4) ADAP funding shortfalls are causing states to place clients on waiting lists, limiting drug formularies, and increasing eligibility requirements. In February 2006, nine states reported having waiting lists, totaling 791 people. Several ADAPs reported other cost containment measures, including formulary reductions (4), eligibility restrictions (2) and limiting annual client expenditures (2). Due to the small increase the ADAP program was given last year, additional severe restrictions are anticipated in many additional states across the country.
5) Two recent reports conclude there are a staggering number of people in the U.S. who are not receiving life-saving AIDS medications. The Institute of Medicine report “Public Financing and Delivery of HIV/AIDS Care, Securing the Legacy of Ryan White” concluded that 233,069 people in the U.S. who know their HIV status do not have continuous access to Highly Active Antiretroviral Therapy (HAART).
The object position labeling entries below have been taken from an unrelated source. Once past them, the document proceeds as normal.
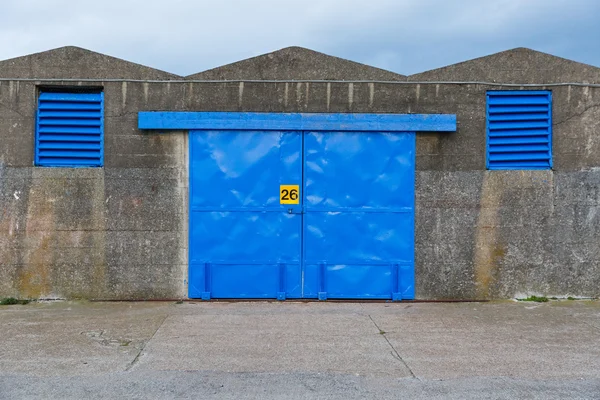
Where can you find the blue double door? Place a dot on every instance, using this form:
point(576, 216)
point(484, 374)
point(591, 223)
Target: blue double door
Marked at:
point(298, 214)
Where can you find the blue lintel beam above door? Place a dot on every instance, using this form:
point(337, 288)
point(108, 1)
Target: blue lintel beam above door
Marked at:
point(183, 120)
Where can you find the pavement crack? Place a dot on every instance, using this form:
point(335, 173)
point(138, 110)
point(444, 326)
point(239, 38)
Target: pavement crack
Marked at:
point(394, 351)
point(137, 356)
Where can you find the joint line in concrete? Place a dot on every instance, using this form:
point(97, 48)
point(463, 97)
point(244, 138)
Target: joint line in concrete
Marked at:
point(394, 351)
point(137, 357)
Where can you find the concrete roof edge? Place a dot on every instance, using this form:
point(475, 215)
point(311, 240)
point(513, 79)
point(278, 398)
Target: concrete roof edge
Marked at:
point(108, 58)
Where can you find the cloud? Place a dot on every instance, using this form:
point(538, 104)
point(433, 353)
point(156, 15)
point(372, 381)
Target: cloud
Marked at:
point(406, 36)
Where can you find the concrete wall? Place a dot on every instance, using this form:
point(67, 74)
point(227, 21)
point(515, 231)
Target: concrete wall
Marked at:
point(120, 232)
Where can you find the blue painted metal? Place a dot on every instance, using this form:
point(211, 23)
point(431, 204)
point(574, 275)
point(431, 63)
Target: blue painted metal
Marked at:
point(359, 215)
point(70, 130)
point(299, 122)
point(519, 130)
point(243, 243)
point(351, 236)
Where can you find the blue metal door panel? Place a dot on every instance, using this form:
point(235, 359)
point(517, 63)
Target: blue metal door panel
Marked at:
point(359, 215)
point(243, 242)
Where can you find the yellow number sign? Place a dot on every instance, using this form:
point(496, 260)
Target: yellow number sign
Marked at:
point(289, 194)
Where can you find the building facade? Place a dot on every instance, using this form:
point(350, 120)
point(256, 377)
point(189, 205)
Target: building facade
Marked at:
point(479, 180)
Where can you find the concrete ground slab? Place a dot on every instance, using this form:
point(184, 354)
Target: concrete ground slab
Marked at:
point(263, 350)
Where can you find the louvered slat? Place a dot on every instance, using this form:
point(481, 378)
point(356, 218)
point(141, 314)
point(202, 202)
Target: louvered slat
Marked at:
point(519, 130)
point(70, 130)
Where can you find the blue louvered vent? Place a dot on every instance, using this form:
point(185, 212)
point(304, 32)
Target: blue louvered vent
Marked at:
point(519, 130)
point(70, 130)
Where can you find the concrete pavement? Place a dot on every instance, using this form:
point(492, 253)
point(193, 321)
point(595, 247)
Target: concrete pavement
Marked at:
point(300, 350)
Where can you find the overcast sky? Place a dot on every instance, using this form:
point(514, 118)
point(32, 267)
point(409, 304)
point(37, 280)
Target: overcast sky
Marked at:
point(404, 36)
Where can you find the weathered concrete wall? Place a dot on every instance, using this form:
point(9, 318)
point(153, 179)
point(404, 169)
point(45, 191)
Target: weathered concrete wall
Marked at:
point(121, 231)
point(113, 232)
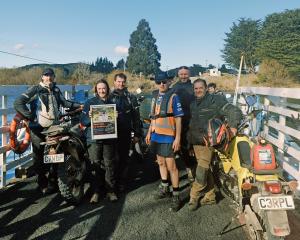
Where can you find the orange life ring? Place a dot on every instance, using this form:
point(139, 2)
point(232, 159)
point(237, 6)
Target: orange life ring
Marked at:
point(18, 147)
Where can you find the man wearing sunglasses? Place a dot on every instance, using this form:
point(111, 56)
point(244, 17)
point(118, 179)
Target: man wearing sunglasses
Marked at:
point(164, 135)
point(45, 100)
point(184, 89)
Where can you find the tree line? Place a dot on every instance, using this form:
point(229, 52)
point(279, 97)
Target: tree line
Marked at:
point(273, 45)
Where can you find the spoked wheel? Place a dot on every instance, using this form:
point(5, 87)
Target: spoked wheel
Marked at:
point(70, 179)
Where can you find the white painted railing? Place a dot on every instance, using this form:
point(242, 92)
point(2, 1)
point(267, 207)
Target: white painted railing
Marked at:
point(282, 126)
point(5, 111)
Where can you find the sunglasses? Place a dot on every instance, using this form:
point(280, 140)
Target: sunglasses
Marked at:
point(161, 82)
point(48, 74)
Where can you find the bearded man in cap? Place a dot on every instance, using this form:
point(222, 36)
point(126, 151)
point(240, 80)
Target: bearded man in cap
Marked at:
point(45, 100)
point(164, 134)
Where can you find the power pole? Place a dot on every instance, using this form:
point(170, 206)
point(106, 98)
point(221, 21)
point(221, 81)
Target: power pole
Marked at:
point(238, 81)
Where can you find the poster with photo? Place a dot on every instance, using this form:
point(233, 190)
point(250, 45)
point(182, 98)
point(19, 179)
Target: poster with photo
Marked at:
point(103, 121)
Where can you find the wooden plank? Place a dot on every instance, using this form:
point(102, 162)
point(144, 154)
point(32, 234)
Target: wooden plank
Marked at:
point(292, 171)
point(289, 150)
point(285, 129)
point(278, 92)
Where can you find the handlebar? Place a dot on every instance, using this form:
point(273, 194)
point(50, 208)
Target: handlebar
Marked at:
point(71, 113)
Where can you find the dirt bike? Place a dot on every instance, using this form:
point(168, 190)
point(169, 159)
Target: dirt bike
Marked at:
point(249, 175)
point(65, 148)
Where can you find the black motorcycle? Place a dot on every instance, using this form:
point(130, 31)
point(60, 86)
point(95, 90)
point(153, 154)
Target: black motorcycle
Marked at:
point(65, 149)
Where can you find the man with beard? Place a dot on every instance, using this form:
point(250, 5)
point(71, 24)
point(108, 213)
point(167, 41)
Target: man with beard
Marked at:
point(128, 121)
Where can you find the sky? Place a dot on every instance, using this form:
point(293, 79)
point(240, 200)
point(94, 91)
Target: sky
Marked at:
point(61, 31)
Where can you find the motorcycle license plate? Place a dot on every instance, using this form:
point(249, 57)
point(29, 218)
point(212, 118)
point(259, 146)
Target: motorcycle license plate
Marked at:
point(276, 203)
point(54, 158)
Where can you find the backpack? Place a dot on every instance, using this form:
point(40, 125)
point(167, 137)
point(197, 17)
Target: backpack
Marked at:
point(218, 134)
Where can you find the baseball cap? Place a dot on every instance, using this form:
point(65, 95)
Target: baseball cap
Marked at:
point(48, 71)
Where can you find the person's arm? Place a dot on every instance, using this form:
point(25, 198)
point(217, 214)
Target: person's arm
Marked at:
point(85, 118)
point(178, 113)
point(25, 98)
point(136, 123)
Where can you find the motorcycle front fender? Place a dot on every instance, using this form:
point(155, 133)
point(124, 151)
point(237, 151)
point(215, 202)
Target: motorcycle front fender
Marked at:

A study by the CDC titled, “Estimated number of HIV-infected persons eligible for and receiving antiretroviral therapy, 2003-United States”, reached similar conclusions. According to CDC’s estimates, 212,000, or 44% of eligible people living with HIV/AIDS, aged 15–49 in the U.S., are not receiving antiretroviral therapy. The report concludes, “there is a substantial unmet health care need for antiretroviral therapy among HIV-infected persons in care”.
This is a travesty in our own country. As we seek to provide lifesaving medications to those abroad, we must ensure we are providing medications to our own here in the U.S.
OK, so I'm not all nice and fluffy. I tried. April is gonna be like this.